The students also excavated around a cabin site near this water structure where presumably someone lived whose job was to regulate the water levels. They discovered several artifacts consistent with the mid to late 1800s.

A deep cistern next to the cabin site was made of cut stacked sandstone with a cement plaster coating. The same cut stacked sandstone was noted at the cabin on private land in the ruins of the old cellar doorway and cistern.

Campbell said John Carnes had a grist mill on the Big Blue River at Milltown in the 1840s on a bend in the river very similar to this. He then went to California during the Gold Rush, but came back and started this mill. Whether he, or someone else, ran the mill is not known.

The Carnes Mill Site is only partly owned by the federal government, but is managed as a special area. The 280-acre Carnes Mill Special Area was designated due to the geology of the subterranean cutoff, as well as the dry upland forest community and sandstone cliffs. The vegetation communities on the sandstone cliffs and the American beech, sugar maple and yellow poplar forests are considered special.

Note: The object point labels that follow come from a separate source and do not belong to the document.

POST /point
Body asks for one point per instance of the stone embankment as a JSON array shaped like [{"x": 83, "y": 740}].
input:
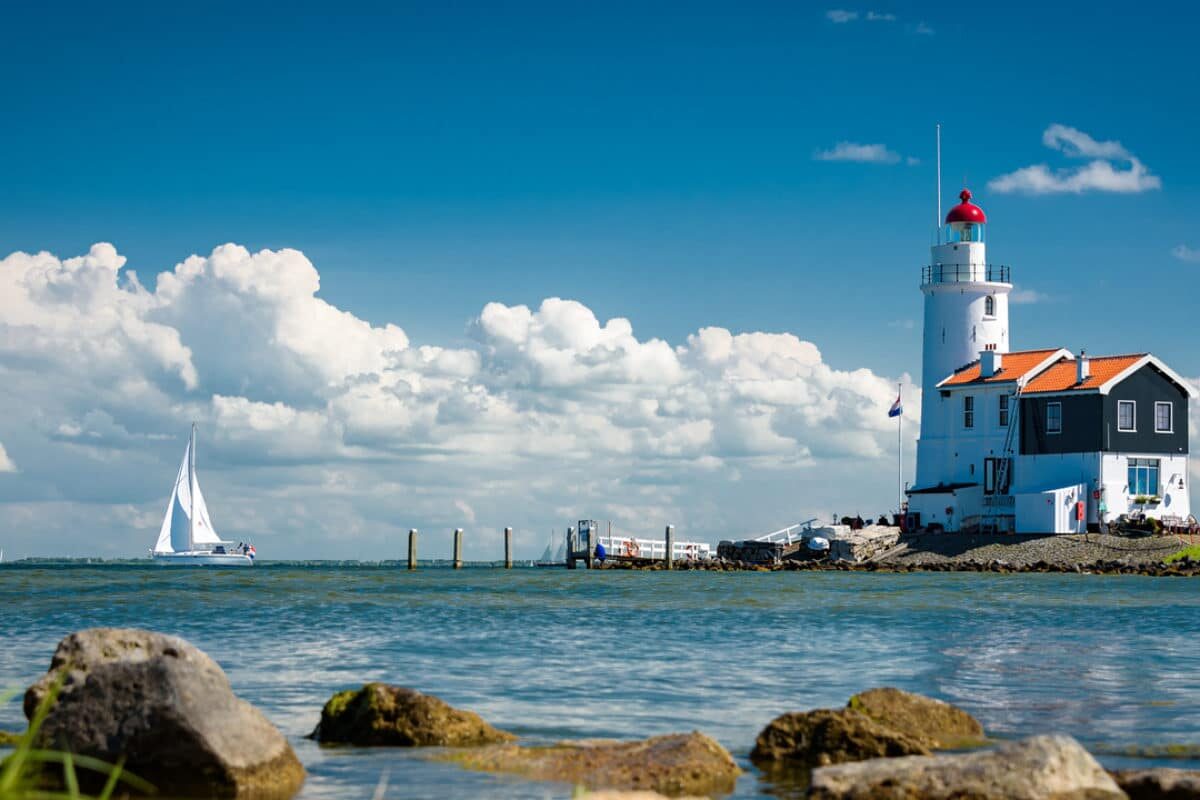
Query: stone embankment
[{"x": 1092, "y": 553}]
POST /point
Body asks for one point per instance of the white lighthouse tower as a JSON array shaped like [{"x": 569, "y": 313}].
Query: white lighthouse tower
[{"x": 966, "y": 314}]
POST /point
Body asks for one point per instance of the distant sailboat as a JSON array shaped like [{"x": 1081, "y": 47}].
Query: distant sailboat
[{"x": 187, "y": 537}]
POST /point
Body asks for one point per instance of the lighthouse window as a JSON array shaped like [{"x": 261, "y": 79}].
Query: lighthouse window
[{"x": 1054, "y": 417}]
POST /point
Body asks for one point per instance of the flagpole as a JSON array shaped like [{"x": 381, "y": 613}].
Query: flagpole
[{"x": 900, "y": 451}]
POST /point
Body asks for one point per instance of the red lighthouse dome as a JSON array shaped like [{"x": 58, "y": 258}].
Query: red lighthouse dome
[{"x": 966, "y": 210}]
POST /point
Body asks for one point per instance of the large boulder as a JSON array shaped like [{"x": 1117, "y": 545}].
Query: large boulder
[
  {"x": 829, "y": 737},
  {"x": 1042, "y": 768},
  {"x": 168, "y": 709},
  {"x": 379, "y": 714},
  {"x": 675, "y": 765},
  {"x": 936, "y": 725},
  {"x": 1159, "y": 783}
]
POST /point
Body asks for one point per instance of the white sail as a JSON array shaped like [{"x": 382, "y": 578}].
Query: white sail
[
  {"x": 178, "y": 533},
  {"x": 173, "y": 535},
  {"x": 203, "y": 531}
]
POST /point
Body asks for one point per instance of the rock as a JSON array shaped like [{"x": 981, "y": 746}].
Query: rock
[
  {"x": 936, "y": 725},
  {"x": 379, "y": 714},
  {"x": 675, "y": 765},
  {"x": 831, "y": 737},
  {"x": 169, "y": 710},
  {"x": 1159, "y": 783},
  {"x": 1042, "y": 768}
]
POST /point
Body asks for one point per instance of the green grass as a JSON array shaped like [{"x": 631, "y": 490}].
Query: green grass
[
  {"x": 23, "y": 773},
  {"x": 1192, "y": 553}
]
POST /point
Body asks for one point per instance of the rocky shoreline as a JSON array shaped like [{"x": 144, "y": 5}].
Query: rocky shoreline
[
  {"x": 166, "y": 710},
  {"x": 1083, "y": 553}
]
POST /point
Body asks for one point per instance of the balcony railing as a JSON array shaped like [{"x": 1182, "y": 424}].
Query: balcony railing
[{"x": 963, "y": 272}]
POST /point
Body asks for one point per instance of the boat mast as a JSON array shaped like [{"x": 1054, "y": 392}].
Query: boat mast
[{"x": 191, "y": 493}]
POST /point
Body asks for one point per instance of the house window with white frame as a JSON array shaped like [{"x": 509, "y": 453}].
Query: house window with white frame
[
  {"x": 1127, "y": 416},
  {"x": 1054, "y": 417},
  {"x": 1164, "y": 417},
  {"x": 1144, "y": 476}
]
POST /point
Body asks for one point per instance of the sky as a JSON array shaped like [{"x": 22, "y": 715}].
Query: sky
[{"x": 520, "y": 264}]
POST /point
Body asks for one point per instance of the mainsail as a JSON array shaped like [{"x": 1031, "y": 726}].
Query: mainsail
[{"x": 178, "y": 533}]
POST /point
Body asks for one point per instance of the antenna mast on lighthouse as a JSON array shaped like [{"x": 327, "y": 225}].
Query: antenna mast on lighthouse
[{"x": 939, "y": 176}]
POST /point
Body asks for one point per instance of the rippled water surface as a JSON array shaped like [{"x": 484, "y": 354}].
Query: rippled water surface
[{"x": 551, "y": 654}]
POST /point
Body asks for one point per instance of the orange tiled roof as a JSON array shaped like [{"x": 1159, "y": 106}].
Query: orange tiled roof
[
  {"x": 1061, "y": 376},
  {"x": 1013, "y": 366}
]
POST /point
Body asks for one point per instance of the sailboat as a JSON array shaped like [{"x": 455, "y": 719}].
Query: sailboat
[{"x": 187, "y": 537}]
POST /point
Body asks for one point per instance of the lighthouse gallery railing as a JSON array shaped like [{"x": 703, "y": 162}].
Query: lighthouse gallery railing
[{"x": 964, "y": 272}]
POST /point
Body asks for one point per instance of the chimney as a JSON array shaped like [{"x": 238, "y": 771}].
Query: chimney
[{"x": 989, "y": 364}]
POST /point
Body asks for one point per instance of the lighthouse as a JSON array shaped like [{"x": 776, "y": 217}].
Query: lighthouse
[
  {"x": 966, "y": 316},
  {"x": 1039, "y": 441}
]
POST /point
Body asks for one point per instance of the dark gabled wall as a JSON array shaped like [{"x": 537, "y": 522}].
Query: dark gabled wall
[
  {"x": 1081, "y": 425},
  {"x": 1090, "y": 420},
  {"x": 1146, "y": 386}
]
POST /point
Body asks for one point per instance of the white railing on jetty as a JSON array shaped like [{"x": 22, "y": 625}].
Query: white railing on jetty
[
  {"x": 654, "y": 548},
  {"x": 791, "y": 534}
]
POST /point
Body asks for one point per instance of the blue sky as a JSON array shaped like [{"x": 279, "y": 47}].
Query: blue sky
[{"x": 659, "y": 164}]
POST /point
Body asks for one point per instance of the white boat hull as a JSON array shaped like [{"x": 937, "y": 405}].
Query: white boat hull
[{"x": 202, "y": 558}]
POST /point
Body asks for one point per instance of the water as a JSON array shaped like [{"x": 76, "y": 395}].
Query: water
[{"x": 551, "y": 654}]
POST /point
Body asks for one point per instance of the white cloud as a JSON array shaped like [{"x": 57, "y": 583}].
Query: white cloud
[
  {"x": 6, "y": 464},
  {"x": 1185, "y": 253},
  {"x": 870, "y": 154},
  {"x": 1113, "y": 168},
  {"x": 323, "y": 434},
  {"x": 1027, "y": 296}
]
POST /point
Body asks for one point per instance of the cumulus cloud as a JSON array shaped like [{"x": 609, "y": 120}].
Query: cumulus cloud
[
  {"x": 324, "y": 434},
  {"x": 1111, "y": 168},
  {"x": 1027, "y": 296},
  {"x": 840, "y": 16},
  {"x": 6, "y": 464},
  {"x": 868, "y": 154},
  {"x": 1185, "y": 253}
]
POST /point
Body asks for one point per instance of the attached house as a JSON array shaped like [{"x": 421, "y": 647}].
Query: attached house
[{"x": 1047, "y": 441}]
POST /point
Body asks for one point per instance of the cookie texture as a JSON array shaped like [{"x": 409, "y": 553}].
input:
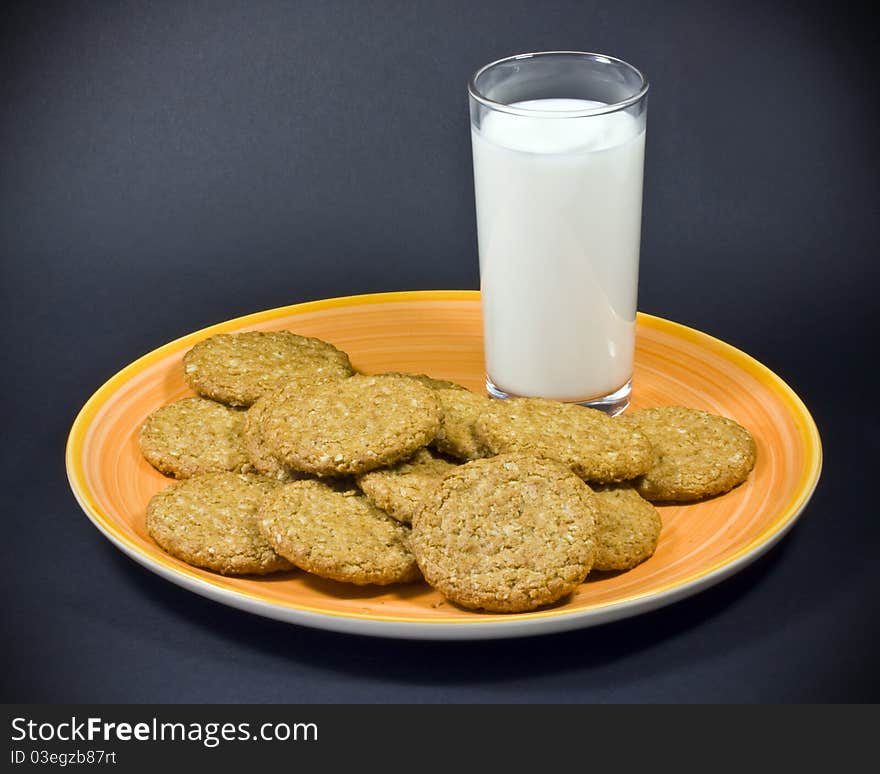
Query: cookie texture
[
  {"x": 210, "y": 521},
  {"x": 237, "y": 368},
  {"x": 428, "y": 381},
  {"x": 507, "y": 534},
  {"x": 333, "y": 531},
  {"x": 696, "y": 454},
  {"x": 261, "y": 458},
  {"x": 193, "y": 436},
  {"x": 456, "y": 436},
  {"x": 627, "y": 527},
  {"x": 403, "y": 488},
  {"x": 351, "y": 426},
  {"x": 595, "y": 446}
]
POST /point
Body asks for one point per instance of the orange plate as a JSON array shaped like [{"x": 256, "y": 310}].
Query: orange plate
[{"x": 439, "y": 332}]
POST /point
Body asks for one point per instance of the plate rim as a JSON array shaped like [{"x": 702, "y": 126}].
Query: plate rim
[{"x": 398, "y": 626}]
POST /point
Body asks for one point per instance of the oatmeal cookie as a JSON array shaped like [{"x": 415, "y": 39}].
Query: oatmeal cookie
[
  {"x": 401, "y": 489},
  {"x": 506, "y": 534},
  {"x": 627, "y": 527},
  {"x": 696, "y": 454},
  {"x": 261, "y": 458},
  {"x": 210, "y": 521},
  {"x": 237, "y": 368},
  {"x": 336, "y": 533},
  {"x": 595, "y": 446},
  {"x": 456, "y": 436},
  {"x": 193, "y": 436},
  {"x": 351, "y": 426},
  {"x": 428, "y": 381}
]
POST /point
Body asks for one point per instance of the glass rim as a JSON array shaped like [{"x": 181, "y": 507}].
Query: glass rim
[{"x": 533, "y": 113}]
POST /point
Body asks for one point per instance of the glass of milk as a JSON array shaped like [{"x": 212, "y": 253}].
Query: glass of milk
[{"x": 559, "y": 144}]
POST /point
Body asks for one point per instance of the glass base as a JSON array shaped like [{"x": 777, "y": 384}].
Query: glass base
[{"x": 612, "y": 404}]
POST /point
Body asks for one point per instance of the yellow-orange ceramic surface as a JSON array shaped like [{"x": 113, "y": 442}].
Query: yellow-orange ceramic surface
[{"x": 439, "y": 333}]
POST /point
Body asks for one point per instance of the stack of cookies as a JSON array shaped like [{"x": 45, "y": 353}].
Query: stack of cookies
[{"x": 289, "y": 459}]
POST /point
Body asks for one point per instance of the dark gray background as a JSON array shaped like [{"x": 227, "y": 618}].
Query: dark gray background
[{"x": 166, "y": 166}]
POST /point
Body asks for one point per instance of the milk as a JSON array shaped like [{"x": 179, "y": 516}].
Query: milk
[{"x": 558, "y": 204}]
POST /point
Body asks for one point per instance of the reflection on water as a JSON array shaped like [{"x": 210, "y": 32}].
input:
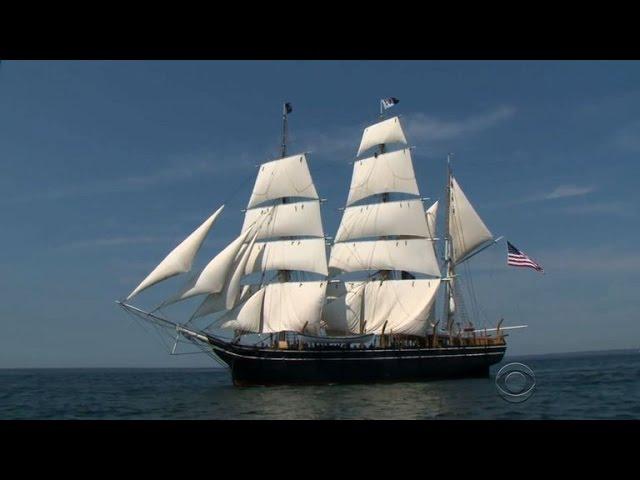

Campbell also found where the sandstone used in the water control structure and in the foundation stones were quarried. The rock faces along the bend in the river have clear indications of being quarried with chisels and drills. He said gunpowder was also often used.

The land yields clues to those who know how to read them. Campbell indicated the scars of an old road bed on either side of the Little Blue River, and said the Carnes Mill Road once ran down the hill, and forded the river. It is impassable today but with some imagination you can see wagons bringing grain or logs to the mill. This now remote and quiet bend in the river may have once been a busy place of commerce.

The old cut sandstone dam was partially deconstructed by the Civilian Conservation Corps so that the Little Blue River could flow more easily around the bend and wouldn't flood, but most of the dam is still visible. Campbell speculates the dam was built higher at one time with earth and now only the sandstone base remains. Graffiti at one end of the dam is carved into a sandstone rock: "J.B. May 1918."